Однако кроме тех беззаботных и удалых купаний у Кати Манн в Кюнснахте было слишком мало событий, которые она могла бы отнести к счастливейшим дням своей жизни. Пусть ей удавалось по тому или иному поводу развить удивительную активность, тем не менее долгие месяцы неустроенной «кочевой» жизни, равно как и тоска по потерянному родному Мюнхену, не прошли бесследно. «Ее волосы поседели, речь, как всегда, торопливая и горячая, и сидит, как и прежде, на самом краешке стула. „Я вызываю раздражение, да-да, я знаю“, — часто повторяла она». Таково впечатление одного старинного друга семьи от встречи с ней в их доме в Кюснахте в 1936 году, да и сама Катя все чаще пишет в письмах, что чувствует себя старой и никому не нужной: «И вообще я ужасная, настоящая Уршель[100], в чем я, например, убедилась сегодня утром, когда выдавила на зубную щетку крем „нивея“, что уже само по себе ужасно».
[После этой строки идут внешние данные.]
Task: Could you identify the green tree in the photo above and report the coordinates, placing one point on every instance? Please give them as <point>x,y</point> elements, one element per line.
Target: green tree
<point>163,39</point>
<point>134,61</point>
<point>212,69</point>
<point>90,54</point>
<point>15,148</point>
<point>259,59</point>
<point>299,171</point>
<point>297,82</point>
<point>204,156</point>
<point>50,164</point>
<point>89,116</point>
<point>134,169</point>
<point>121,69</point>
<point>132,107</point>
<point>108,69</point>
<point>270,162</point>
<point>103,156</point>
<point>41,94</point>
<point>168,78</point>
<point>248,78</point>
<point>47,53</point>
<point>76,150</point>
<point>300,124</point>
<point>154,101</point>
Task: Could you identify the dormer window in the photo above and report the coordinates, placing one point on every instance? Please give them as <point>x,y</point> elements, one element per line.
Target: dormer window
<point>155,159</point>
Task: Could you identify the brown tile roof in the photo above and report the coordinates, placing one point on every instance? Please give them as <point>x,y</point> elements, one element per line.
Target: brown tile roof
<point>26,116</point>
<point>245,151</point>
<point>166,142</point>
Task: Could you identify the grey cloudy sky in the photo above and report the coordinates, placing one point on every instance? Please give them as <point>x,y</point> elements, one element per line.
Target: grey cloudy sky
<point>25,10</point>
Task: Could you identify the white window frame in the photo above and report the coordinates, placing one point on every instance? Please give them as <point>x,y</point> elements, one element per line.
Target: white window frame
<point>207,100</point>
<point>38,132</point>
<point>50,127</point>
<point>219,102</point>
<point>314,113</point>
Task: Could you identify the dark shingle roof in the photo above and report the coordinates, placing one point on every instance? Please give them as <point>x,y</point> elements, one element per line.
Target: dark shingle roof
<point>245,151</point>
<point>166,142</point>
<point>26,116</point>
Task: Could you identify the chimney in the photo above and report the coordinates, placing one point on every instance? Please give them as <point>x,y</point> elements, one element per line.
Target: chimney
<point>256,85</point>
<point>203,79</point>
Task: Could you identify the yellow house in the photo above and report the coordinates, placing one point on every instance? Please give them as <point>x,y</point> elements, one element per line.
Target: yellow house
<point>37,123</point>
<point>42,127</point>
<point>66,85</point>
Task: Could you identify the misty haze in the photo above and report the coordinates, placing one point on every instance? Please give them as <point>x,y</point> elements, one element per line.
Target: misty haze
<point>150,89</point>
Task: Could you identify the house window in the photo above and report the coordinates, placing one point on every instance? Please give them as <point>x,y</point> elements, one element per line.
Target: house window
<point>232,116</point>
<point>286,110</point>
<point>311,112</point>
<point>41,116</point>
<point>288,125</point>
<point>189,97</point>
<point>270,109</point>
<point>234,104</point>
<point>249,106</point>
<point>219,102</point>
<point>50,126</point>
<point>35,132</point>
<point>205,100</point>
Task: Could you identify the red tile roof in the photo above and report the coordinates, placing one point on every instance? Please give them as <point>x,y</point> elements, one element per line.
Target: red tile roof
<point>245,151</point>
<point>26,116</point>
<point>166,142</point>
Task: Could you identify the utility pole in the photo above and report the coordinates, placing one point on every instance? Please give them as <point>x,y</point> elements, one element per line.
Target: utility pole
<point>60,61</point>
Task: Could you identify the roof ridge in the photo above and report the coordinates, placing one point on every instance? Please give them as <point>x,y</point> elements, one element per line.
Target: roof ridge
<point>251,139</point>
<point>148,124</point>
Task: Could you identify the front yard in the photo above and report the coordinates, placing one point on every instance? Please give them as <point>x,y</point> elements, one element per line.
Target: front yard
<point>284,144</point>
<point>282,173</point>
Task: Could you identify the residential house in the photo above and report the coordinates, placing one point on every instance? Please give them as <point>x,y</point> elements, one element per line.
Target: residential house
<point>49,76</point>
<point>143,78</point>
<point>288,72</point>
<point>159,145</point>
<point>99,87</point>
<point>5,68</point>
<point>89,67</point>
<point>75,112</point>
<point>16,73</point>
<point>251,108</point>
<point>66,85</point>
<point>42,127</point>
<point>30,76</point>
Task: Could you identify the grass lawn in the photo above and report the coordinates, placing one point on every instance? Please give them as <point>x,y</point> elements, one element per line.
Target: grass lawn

«Уршель» — так Катя многие десятилетия, преимущественно с иронией, хотя и чуточку всерьез называла себя, когда хотела подчеркнуть свой преклонный возраст и рассеянность. Наверное, она даже знала, что имя «Уршель» образовано от «Урсула», а Урсула, как известно, была веселой спутницей. Волшебник, досконально знавший своего любимого Гете, порой цитировал жене его стихотворение «Женитьба Ганса Вурста».
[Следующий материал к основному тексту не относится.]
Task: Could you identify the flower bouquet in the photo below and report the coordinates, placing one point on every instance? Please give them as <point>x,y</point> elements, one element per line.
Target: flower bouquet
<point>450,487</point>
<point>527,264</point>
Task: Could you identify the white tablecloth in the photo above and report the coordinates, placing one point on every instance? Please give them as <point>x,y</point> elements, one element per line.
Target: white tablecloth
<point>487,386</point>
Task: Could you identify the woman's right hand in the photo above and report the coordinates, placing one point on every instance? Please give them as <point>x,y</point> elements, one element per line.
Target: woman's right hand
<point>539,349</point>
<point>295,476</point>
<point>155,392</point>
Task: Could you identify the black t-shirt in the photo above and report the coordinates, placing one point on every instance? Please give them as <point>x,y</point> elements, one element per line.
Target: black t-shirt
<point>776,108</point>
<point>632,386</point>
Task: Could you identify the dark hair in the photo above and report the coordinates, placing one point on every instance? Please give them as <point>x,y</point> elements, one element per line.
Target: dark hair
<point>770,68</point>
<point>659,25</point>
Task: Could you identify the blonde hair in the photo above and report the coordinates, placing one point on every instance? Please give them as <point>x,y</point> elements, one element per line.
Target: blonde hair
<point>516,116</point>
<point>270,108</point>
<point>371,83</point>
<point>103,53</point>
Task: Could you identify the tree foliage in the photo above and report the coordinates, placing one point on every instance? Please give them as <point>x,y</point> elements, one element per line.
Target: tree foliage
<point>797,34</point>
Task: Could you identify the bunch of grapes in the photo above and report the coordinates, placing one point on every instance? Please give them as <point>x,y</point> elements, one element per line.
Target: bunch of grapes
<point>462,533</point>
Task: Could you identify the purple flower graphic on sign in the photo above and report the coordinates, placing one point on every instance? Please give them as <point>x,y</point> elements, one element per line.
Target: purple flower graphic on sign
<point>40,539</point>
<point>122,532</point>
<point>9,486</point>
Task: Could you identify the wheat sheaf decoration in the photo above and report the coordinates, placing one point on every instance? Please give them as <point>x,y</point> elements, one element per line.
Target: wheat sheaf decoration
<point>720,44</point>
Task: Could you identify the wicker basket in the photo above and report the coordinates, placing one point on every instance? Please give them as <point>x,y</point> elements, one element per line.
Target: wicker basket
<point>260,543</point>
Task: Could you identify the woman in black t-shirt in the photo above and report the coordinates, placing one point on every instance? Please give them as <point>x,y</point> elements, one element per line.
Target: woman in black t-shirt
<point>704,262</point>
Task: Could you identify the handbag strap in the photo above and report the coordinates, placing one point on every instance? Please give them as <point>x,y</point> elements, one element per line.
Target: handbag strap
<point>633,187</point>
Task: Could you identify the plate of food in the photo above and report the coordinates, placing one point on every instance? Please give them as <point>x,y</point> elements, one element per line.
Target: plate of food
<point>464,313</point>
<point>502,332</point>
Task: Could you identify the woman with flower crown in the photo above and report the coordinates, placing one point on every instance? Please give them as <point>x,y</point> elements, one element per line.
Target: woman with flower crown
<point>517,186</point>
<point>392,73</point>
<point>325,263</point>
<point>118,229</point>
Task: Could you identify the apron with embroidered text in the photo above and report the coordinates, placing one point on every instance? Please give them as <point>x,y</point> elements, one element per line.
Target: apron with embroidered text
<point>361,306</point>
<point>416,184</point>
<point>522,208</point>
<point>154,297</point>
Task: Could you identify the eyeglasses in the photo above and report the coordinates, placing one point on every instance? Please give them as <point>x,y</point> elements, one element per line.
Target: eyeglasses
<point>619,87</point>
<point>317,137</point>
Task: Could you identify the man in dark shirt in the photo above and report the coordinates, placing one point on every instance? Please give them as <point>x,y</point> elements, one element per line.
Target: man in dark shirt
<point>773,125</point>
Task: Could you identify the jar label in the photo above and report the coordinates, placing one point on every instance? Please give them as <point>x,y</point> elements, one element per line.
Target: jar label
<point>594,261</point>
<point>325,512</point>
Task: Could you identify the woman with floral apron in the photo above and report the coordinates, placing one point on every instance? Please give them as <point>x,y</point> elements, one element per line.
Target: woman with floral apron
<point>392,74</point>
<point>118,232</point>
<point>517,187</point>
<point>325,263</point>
Уршель — существо с двойной сутью, немного взбалмошное и чудаковатое, но если речь заходит о жизненно важном, она полна сил и вдохновения. Возможно, Катя Манн видела в себе сходство с Уршель, когда оказывалась на своем «командном пункте», куца сходились каким-то таинственным образом все нити семейной жизни. В отличие от рабочего кабинета отца семейства, тут каждый был желанным гостем. Даже став взрослыми, дети всегда, в любое время суток возвращались домой через комнату матери. К примеру, Голо не находил ничего особенного в том, если он, «промокший до нитки, в половине одиннадцатого» неожиданно появлялся в спальне матери, «куда бесшумно прокрадывался, чтобы никого не беспокоить». «Так и умереть недолго, — признавалась госпожа Томас Манн. — На удивление забавный способ возвращения домой придумали мои столь не похожие друг на друга дети».
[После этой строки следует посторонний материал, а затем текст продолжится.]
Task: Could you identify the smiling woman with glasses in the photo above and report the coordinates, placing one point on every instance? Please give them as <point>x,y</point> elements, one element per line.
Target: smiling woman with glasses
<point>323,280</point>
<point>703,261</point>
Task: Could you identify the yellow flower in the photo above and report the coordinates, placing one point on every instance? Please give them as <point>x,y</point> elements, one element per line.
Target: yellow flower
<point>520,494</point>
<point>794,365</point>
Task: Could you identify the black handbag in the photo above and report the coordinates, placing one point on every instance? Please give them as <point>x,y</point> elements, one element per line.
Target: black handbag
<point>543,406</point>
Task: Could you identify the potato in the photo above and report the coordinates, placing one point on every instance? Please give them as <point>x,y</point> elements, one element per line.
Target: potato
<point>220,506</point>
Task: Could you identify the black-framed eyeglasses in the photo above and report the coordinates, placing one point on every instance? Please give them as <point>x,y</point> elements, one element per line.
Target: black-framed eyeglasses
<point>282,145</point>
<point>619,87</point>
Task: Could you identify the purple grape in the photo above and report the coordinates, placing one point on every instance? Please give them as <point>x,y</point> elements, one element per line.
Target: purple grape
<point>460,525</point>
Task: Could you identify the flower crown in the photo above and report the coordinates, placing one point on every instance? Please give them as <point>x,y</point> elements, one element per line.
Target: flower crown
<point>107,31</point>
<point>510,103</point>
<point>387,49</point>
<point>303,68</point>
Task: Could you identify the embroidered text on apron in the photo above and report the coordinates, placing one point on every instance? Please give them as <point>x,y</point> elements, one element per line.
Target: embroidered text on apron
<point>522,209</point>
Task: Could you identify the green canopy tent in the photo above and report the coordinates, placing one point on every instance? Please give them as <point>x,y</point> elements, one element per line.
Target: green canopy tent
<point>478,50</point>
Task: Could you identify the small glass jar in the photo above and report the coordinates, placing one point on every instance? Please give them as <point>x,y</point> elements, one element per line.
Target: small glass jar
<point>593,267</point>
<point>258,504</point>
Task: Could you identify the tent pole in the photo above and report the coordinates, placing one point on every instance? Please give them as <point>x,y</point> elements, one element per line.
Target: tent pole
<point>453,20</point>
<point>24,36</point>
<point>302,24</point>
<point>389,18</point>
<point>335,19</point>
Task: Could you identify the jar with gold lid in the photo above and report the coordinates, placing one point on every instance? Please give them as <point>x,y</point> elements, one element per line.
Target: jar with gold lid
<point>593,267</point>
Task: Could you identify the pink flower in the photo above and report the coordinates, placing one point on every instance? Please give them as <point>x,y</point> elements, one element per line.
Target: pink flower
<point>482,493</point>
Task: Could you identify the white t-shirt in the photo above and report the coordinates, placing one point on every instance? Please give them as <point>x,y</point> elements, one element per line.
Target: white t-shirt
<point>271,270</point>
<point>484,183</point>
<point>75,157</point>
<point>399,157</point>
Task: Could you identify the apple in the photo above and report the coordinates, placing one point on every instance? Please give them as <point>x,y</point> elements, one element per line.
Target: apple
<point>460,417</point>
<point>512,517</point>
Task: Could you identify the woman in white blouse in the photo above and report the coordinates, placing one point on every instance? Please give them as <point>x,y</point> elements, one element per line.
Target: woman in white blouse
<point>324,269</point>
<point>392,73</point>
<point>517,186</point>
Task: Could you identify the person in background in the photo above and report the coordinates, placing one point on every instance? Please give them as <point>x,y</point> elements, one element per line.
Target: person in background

Нет, никогда никто не видел на двери Катиной комнаты таблички с надписью «Прошу не беспокоить». Это негласное «сердце дома», средоточие жизни, подробно описанное Моникой Манн, являлось одновременно будуаром и конторой. Вид комнаты «потрясал царящим там хаосом»; чудесный туалетный столик был всегда тесно заставлен изящными флаконами и серебряными коробочками, которые «служили пресс-папье для бесчисленного количества оплаченных счетов за уголь и молоко», шезлонг завален книгами и мотками разноцветной шерстяной пряжи для вязания крючком, комод кряхтел «под тяжестью груды писем, манускриптов, громадного мешка из искусственной кожи лилового цвета, где хранились разные лоскуты, множества семейных фотографий, ключей, страничек с номерами телефонов и листками меню». Утонченно красивый письменный стол с изогнутыми ножками едва выдерживал груз громоздившихся на нем вещей: «двух пишущих машинок, латинских словарей, русских энциклопедий и коробочек с очень горькими шоколадками в форме кошачьего язычка».